Looping geekery commentary

suitandtieguy asked if I knew about the new/pending hardware looper, the Looperlative, and if it was for real. Well, the prototype sure looks real to me!

I’ll run the risk of descending into Hubris-land, and proffer some thoughts about this:

I recall designer Bob Amstadt talking about his idea of building a dedicated hardware looper way back in late ’03/early ’04. If memory serves, he made a comment about intending to “surpass the Echoplex” with such a device. (It’s possible that my memory does not actually serve, but that’s what I recall him saying.)

I don’t believe the Looperlative is going to contain every single function, function parameter, and cross-function application that the Echoplex has, much less be able to improve or expand on those functions. Unless it does both of those things, then talk about “surpassing” the EDP is seriously misguided, as far as I’m concerned.

What it looks to me like Bob is aiming for is the kind of thing a lot of folks (including suitandtieguy) have been wanting for a long time – a multi-track, multi-channel looper based on the long delay paradigm, without a whole lot of fancy functional hoo-hah. My hunch in this regard is based on the front panel layout – it dedicates separate buttons for each individual loop track, yet seemingly relegates most other functions to the dreaded single-rack-unit menu button-scroll syndrome. (When one of only eight function buttons is dedicated to “start and stop,” I have to wonder how deep the functionality goes.)

I’m also curious as to how much, if any, of a core “design philosophy” there is in the Looperlative. When you look at pieces of software (or hardware based on software, like the Echoplex) that people respond to strongly, it’s very often because there’s a deeply-rooted set of concepts and applications than run throughout the different aspects of the instrument/program in question. One of the most common remarks I get from musicians who get into the Echoplex is how intuitive it is, and how much it “feels” like an instrument, and that comes down to the way it was designed and laid out.

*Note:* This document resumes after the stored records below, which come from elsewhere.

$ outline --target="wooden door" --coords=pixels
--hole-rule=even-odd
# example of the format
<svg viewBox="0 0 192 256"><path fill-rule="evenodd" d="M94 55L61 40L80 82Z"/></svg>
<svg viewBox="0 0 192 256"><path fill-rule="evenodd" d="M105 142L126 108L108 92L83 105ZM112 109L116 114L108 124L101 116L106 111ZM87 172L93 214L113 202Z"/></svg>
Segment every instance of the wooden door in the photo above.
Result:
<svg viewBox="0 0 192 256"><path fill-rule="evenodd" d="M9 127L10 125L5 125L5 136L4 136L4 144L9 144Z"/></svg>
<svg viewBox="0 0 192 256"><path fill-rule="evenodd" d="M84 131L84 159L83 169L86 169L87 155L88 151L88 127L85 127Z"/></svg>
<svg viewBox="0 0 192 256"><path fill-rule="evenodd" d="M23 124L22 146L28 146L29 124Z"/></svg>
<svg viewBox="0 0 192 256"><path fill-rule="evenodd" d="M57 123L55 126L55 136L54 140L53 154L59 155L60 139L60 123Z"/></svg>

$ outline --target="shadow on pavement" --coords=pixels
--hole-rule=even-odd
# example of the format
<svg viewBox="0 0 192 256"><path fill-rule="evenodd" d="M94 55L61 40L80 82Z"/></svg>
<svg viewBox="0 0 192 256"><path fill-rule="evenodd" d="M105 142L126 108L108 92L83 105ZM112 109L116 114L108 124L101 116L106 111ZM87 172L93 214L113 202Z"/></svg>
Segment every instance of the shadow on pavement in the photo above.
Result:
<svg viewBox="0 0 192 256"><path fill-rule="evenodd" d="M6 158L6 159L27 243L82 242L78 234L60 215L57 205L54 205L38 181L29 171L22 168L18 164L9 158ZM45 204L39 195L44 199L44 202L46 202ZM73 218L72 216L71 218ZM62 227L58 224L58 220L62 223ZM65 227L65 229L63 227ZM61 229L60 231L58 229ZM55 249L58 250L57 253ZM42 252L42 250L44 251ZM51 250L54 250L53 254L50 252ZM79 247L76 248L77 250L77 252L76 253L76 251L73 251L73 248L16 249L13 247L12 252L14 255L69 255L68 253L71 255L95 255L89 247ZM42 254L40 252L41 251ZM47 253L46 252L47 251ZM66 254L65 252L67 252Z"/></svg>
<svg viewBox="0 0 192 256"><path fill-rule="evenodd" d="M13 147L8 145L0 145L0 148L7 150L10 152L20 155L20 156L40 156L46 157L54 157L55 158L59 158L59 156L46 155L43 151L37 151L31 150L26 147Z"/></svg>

Bob seems to be coming from the opposite angle – build a basic hardware platform, solicit people to see what they want, and then try to implement those requests as they materialize. I’m curious to see how that works – on the one hand, people who want certain basic functions based on what they already know can ask for them, and get them, and design their own interfaces based on customizing an external controller via MIDI. On the other hand, it seems to me that a person can only really design an instrument, or an interface, around things they already know about, which in the long run could potentially be a real hinderance to developing new ideas beyond what a person already knows. (The best analogy I can think of is that it’s a bit like have beginning guitarists design a guitar based on what they can play, and what they can conceive of, rather than having them expand their own abilities and ideas by learning the guitar the way it’s already designed.)

But at this point I tend to assume that most of the online looping community sees me as some cryptic, elitist madman, howling self-aggrandizing pseudo-philosophy into a barren wilderness. So all I can really say at this point is: it looks like some people will literally be able to get what they ask for. Time will tell if the adage about being careful of such things ends up being justified in this case. But I wish Bob and his customers luck in their experiment!